Claims Audit Confirms COVID-19 Claim Adjudication Suspicions
Business Situation
An engineering firm with over 7,000 employees engaged BMI to conduct of medical claims adjudicated by their third-party administrator (“TPA”) after suspecting some COVID-19 claim related expenses were incorrect.
Solution
Utilizing our experienced staff and proprietary AUDiT iQ™ software, BMI set the following objectives:
Analyze 100% of all medical claims paid by the TPA during an 18-month period.
Test claims against Summary Plan Descriptions, contracts and eligibility records.
Identify areas of possible fraud, waste, or abuse and confirm appropriate coordination of benefits.
Audit a sample of claims based on the analysis.

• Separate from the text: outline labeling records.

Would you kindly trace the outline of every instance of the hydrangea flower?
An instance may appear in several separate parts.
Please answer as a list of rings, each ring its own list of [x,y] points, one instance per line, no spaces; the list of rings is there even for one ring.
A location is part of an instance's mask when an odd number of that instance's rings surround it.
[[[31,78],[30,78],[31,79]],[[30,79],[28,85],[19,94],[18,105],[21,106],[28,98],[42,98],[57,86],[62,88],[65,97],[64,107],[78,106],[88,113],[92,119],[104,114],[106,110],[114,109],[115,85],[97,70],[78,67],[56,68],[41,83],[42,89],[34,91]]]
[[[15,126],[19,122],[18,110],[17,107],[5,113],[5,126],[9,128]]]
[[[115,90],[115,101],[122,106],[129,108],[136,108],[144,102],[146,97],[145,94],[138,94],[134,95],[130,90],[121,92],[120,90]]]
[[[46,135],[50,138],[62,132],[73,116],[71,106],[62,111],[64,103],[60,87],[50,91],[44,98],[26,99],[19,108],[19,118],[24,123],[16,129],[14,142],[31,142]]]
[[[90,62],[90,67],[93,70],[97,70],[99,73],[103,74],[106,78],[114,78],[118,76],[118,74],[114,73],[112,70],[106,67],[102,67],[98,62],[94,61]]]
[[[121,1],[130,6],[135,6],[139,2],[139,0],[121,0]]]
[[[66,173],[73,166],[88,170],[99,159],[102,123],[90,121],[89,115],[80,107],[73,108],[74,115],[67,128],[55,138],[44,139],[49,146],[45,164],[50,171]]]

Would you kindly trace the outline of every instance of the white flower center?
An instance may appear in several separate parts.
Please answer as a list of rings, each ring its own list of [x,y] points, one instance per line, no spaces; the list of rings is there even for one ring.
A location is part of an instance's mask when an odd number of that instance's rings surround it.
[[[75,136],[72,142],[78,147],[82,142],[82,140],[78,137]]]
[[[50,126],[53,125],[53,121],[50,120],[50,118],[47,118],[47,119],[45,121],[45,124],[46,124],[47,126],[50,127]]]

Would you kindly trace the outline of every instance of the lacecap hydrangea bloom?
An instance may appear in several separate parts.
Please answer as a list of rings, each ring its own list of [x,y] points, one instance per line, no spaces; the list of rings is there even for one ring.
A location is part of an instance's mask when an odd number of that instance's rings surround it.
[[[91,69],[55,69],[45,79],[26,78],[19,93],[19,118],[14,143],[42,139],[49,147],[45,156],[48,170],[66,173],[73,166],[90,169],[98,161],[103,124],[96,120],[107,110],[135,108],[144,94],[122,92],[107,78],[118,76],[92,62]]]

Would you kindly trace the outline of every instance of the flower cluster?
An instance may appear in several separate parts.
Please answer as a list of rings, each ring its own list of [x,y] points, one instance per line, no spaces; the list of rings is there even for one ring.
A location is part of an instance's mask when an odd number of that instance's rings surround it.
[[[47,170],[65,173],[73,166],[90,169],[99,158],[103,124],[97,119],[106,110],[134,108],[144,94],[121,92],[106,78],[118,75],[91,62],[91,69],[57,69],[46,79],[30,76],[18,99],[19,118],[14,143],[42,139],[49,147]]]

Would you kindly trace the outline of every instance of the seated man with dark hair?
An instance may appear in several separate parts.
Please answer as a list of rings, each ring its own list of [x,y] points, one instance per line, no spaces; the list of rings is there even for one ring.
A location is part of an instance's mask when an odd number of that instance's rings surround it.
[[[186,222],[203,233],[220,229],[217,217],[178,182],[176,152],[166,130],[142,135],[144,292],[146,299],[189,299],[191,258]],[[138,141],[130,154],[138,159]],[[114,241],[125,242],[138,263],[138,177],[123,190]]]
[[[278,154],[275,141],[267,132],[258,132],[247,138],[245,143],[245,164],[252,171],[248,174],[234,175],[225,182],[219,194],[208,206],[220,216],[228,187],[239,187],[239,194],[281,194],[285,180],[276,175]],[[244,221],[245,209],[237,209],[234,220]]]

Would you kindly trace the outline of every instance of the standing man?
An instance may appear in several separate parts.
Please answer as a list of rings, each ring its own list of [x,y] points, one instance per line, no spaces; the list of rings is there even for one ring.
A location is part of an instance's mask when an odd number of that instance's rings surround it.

Present detailed findings and specific cost-savings recommendations based on the data and audit results.
Audit Findings
Failure to apply CMS-issued COVID-19 pricing for certain CPT codes
Failure to cover COVID-19 testing at 100%, as instructed
Claim overpayments due to incorrect pricing, duplicate claims payments and incorrect coding
Audit Outcome
The TPA agreed to initial overpayment amounts close to $40,000 and to begin refund initiation processes and impact reports. The TPA cited manual claims processor errors as the root cause for many issues identified.
At the audit’s conclusion, BMI assigned a specialist to walk through a variety of recommendations including additional short and long-term solutions to resolve and further prevent the opportunity for processing errors to occur.